Rime’s TTS Models
Rime now offers a suite of models tailored for different production needs:- Arcana v3 — our flagship TTS model that combines ultra-realistic, expressive voices with low latency (~120 ms TTFB) and native multilingual code-switching across more than 10 languages. It includes word-level timestamps and enterprise-grade ergonomics for high-volume, real-time deployments. It also supports natural elements like laughter and breathing.
- Mistv2 — optimized for speed and fine-grained control, giving you accurate pronunciation and high concurrency for use cases that demand quick synthesis and customization.
What Makes Arcana v3 Different
- Real-Time Conversational Performance: Arcana v3 delivers TTS with industry-leading latency (sub 120ms on-prem latency and 200ms via the cloud API), enabling natural back-and-forth interactions without awkward pauses.

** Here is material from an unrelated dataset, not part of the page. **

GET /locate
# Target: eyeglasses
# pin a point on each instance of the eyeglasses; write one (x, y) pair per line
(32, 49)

This is fast enough for mid-utterance control and barge-in with no awkward silences.
- Multilingual & Code-Switching: A single model supports more than 10 languages (English, Spanish, Hindi, Arabic, French, Portuguese, German, Japanese, Hebrew, and Tamil) and can switch between them mid-utterance without losing prosody or voice identity.
- Word-Level Timestamps: Structural metadata enables text-audio alignment, real-time highlighting, better interruption handling, and smarter orchestration in voice applications.
- Enterprise-Grade Deployment: Arcana v3 scales with high concurrency per machine, ORCA headers for seamless auto-scaling, and a robust suite of TTS-specific observability metrics.